Model startup latency is a persistent bottleneck for modern inference workloads, particularly when using custom kernels written in Triton that are Just In Time (JIT) compiled. In this talk, we’ll present a novel approach to speeding up model boot times by wrapping Triton kernel caches in OCI container images.
We’ll demo a working prototype that packages Triton-generated LLVM Kernels into reusable, portable container layers. These "hot start" containers can be deployed directly to Kubernetes, bypassing costly JIT compilation and significantly reducing model startup time.
Whether you're building ML infrastructure, working with OSS compilers, or deploying models at scale, this talk offers practical techniques to optimise cold starts for Models using Triton-lang.


What level of experience should the audience have to best understand your session?

Beginner - no experience needed

See also:

Maryam is a Principal Engineer on the Emerging Tech team in the Office of the CTO at Red Hat.
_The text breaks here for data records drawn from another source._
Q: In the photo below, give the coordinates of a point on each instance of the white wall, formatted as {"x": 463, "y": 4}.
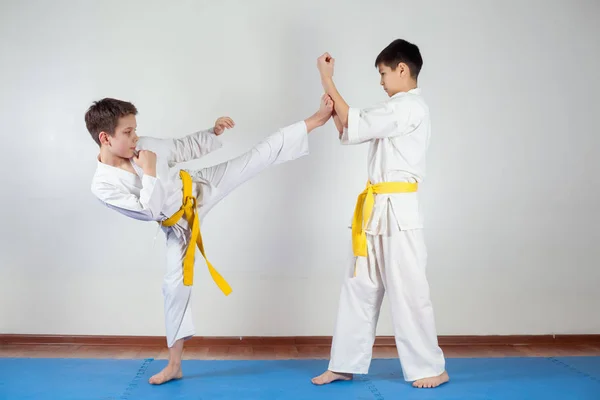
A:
{"x": 511, "y": 197}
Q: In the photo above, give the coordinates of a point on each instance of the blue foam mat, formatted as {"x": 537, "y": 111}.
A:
{"x": 471, "y": 378}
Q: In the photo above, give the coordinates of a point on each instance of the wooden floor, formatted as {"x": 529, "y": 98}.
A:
{"x": 283, "y": 352}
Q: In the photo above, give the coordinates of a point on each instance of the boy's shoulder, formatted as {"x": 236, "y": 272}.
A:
{"x": 412, "y": 99}
{"x": 108, "y": 181}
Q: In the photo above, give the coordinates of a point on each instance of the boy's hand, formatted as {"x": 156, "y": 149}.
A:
{"x": 325, "y": 65}
{"x": 147, "y": 161}
{"x": 223, "y": 123}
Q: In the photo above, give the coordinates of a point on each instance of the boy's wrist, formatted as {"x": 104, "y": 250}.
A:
{"x": 151, "y": 171}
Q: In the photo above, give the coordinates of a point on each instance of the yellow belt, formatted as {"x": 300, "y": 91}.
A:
{"x": 188, "y": 209}
{"x": 364, "y": 208}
She is currently focused on integrating Triton-Lang into the Kubernetes ecosystem to enable more efficient and scalable machine learning deployments. More recently, she contributed to the Kepler project, advancing GPU metrics collection for sustainability-aware scheduling. A long-time open source contributor and leader, Maryam has deep roots in high-performance networking—she led the effort to adapt AF_XDP for cloud-native use cases, is a maintainer for both DPDK and CNDP, integrated DPDK into Open vSwitch, and led two projects within OPNFV (VSPERF and Barometer). She has also contributed to 5G Core and Fixed-Mobile Convergence (FMC) initiatives.

Alessandro Sangiorgi is a Software Engineer in Red Hat’s Emerging Technologies (Office of the CTO), building GPU-kernel tooling and AI performance infrastructure, including Model Cache Manager and related utilities.
In his free time, he also leads Sangiorgi SRL, a small software company based in Italy whose products - led by WiFi WPS WPA Tester - have surpassed 160M downloads, placing it among Italy’s top publishers.
He holds M.S. degrees in Computer Science (USA) and Computer Engineering (Italy), with publications on securing 802.11 networks using eBPF/XDP.